Dr. Joseph Hooton Taylor, Jr., K1JT

Cover of the January 2023 QST, ARRL - RF Cafe

Cover of the January 2023 QST, American Radio Relay League (ARRL)

The January 2023 issue of QST magazine recently arrived in my mailbox. As is my custom, the same evening I went through it from cover to cover. That's not to say I read everything within, but I do look for content of interest on every page. Monthly features like "Correspondence" (from readers), "Up Front" (photos of Ham-related items - often vintage), "100, 50, and 25 Years Ago" (covers and sample stories from past editions), "Hints & Hacks" (hints and hacks), "Ask Dave" ([Casler, KE0OG], formerly "The Doctor Is In," by Joel Hallas) nearly always get read in full. "Member Highlight" is usually an interesting read since it gives insight into the backgrounds of usually life-long Hams. Lifelong in some cases means twenty years because the member is maybe twenty-six years old. Other times it means seventy years as a licensed Ham, where the highlighted operator got into radio as a kid during the World War II era.

The January 2023 issue of QST highlights Dr. Joseph Hooton Taylor, Jr., K1JT. An accomplished radio astronomer, Dr. Taylor's feature is the first of what will be a year-long theme to "highlight amateurs who have achieved recognition in areas outside of, or related to, amateur radio." I think that is a great idea and look forward to seeing who they come up with. Too bad that the ARRL doesn't post stories like this so that non-members can have access to them; they would serve as a great motivation to people considering earning a new license or upgrading to a higher class.

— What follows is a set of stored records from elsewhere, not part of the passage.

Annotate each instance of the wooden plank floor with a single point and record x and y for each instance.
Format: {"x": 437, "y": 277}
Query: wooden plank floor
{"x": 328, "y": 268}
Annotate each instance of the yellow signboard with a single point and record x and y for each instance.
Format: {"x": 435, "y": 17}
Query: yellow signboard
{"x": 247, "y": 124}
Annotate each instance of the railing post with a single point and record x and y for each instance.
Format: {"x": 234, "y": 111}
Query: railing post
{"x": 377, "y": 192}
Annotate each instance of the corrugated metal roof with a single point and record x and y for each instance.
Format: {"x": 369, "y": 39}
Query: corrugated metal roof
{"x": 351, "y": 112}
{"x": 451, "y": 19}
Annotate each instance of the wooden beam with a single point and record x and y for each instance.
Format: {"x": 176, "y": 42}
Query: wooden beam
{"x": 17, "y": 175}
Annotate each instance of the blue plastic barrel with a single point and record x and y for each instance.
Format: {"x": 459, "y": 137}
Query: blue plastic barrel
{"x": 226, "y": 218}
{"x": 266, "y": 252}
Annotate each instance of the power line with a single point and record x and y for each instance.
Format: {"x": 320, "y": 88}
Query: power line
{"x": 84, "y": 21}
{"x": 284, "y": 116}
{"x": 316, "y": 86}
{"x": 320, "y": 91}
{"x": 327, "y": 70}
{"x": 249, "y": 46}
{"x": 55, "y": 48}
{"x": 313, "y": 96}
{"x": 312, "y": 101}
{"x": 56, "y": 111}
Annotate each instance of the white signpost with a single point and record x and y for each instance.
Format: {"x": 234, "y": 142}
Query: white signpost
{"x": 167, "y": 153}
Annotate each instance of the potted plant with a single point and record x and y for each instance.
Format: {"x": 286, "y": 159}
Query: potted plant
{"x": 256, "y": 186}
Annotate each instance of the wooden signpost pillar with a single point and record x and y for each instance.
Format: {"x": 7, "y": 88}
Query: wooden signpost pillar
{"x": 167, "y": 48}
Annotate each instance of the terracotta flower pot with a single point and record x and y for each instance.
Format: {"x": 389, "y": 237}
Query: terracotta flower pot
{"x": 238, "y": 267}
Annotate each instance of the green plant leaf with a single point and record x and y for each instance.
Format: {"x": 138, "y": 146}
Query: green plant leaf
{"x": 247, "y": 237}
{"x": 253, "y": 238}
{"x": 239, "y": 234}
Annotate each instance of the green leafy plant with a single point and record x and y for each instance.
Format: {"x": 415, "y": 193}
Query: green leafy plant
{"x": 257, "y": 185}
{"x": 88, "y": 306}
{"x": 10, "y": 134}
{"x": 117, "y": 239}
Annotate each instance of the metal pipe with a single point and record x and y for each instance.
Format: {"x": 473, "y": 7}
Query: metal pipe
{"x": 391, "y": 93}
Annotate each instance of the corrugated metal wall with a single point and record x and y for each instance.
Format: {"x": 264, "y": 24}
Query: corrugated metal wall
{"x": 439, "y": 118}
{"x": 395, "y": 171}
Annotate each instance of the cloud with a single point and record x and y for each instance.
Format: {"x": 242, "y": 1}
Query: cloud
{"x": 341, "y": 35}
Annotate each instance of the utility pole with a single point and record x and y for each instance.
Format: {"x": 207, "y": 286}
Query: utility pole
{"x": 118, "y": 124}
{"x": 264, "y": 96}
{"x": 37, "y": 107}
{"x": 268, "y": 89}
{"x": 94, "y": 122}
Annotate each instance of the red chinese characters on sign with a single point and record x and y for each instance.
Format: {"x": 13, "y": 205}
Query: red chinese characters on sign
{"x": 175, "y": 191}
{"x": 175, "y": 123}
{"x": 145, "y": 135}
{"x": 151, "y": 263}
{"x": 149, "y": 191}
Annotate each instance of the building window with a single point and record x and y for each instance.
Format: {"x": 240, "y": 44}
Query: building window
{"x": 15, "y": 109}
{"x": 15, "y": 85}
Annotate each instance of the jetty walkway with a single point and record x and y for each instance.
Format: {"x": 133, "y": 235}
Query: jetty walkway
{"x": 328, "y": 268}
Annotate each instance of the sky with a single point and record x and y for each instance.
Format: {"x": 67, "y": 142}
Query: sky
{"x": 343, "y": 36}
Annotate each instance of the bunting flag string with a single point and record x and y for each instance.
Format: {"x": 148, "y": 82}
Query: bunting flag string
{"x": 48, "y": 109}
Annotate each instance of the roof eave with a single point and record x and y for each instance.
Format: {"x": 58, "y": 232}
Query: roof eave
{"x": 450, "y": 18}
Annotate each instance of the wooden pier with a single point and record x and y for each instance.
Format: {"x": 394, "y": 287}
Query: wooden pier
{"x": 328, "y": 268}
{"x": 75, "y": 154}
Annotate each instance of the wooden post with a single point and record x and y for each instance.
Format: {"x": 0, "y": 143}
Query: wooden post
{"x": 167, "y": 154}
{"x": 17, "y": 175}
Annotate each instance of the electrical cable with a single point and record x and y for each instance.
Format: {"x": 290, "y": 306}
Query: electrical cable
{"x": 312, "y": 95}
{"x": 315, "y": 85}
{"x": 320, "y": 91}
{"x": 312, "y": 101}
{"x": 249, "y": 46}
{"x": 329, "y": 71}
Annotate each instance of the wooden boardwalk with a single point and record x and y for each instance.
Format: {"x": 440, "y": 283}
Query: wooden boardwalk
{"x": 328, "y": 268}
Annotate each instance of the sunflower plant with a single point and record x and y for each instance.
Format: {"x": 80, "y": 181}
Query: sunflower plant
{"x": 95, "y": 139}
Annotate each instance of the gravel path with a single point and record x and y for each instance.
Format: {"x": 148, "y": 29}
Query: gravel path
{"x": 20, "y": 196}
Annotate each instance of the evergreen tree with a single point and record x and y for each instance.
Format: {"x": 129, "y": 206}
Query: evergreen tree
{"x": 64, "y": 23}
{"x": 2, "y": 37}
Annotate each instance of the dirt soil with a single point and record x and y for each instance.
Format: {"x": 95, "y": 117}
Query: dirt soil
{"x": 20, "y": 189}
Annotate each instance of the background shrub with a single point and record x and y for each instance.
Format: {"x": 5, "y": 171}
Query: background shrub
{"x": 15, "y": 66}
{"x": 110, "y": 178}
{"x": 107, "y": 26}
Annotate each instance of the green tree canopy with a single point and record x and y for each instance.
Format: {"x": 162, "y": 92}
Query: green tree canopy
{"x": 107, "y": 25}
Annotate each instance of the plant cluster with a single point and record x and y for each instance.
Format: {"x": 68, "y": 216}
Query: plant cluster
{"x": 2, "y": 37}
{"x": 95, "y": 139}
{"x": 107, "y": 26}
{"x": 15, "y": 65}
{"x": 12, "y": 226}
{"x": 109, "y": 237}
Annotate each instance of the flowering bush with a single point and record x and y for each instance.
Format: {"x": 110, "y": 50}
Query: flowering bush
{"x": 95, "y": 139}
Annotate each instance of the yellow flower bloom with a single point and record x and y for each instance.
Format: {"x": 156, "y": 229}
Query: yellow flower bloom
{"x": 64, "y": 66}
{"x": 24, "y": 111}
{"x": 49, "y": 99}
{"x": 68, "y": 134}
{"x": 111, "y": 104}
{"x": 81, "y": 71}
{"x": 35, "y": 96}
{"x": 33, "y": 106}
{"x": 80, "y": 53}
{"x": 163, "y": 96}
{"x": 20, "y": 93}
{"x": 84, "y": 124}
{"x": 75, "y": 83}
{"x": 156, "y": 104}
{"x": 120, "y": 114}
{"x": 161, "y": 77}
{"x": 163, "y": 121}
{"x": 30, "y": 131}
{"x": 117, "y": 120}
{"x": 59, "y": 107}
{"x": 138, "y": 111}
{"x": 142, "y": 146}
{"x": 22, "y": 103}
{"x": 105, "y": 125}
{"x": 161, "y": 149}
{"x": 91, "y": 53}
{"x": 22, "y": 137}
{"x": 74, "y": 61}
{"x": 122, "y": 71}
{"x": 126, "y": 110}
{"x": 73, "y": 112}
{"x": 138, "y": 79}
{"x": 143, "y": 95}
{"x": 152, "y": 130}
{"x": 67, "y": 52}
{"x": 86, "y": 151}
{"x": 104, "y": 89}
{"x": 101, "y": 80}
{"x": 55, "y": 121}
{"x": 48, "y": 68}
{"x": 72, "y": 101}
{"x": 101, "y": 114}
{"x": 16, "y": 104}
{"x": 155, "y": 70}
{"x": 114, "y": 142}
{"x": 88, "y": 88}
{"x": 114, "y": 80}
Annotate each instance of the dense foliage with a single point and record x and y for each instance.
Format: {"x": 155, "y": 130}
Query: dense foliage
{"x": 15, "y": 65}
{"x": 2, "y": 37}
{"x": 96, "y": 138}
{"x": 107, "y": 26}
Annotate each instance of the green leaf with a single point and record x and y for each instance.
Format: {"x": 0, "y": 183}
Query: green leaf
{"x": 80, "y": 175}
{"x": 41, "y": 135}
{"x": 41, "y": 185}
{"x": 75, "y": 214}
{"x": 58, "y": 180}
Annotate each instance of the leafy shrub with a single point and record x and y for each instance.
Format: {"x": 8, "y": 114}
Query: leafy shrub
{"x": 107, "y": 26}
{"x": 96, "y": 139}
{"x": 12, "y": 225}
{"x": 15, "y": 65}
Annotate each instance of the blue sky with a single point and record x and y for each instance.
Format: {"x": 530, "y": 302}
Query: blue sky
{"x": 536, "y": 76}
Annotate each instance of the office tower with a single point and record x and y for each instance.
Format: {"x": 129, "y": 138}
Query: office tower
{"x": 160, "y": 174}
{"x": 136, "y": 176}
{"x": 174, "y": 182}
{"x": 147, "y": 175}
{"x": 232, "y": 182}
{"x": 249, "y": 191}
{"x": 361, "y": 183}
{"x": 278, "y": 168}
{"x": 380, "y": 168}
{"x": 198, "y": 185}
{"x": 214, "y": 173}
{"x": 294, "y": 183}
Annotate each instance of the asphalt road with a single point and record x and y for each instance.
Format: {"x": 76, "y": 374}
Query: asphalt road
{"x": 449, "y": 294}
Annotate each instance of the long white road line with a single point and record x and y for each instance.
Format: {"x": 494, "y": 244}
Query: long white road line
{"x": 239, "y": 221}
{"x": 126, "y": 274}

Having worked with many people during my decades-long career in the RF and microwave engineering realm, consistently some of the most capable engineers, technicians, and managers have been Hams. My license* was not earned until after I left the corporate world and became independent to work full-time at publishing RF Cafe and writing software. That's not to say non-Hams are not brilliant, but typically enthusiasm noticeably exudes from very active amateur radio operators. I wish I had been counted amongst their numbers back in the day.

The page photo above is intentionally not of high enough resolution to be legible so as to not violate any copyright, but the Fair Use Act should cover this short excerpt:

"JT. Since 2001, those two letters have signaled digital transformation in ham radio. They are the initials of the pioneering scientist and amateur radio innovator, Joe Taylor, whose software suite, WSJT - updated to WSJT−X - revolutionized ham radio. Today, the warble of JT8 dominates, but the tones of FT4, JT9, SWPR, and Q65 all emerge from the static to connect hams the world over with signal-to-noise ratios as low as −44 dB. "

"Dr. Joseph Hooton Taylor, Jr., K1JT, began the development of his weak-signal software in 2000, at a time when he wasn't lecturing and training PhD students..."

"His 1993 Nobel Prize-winning research on pulsars - in which he and Russell Hulse observed evidence of gravitational radiation using a binary system of stars, providing experimental proof of Einstein's general theory of relativity - involved parsing signals from noise."


Unfortunately, you need to be an ARRL member to read "the rest of the story..."


* Technician Class in 2010, General Class in 2015, Amateur Extra class in 2017.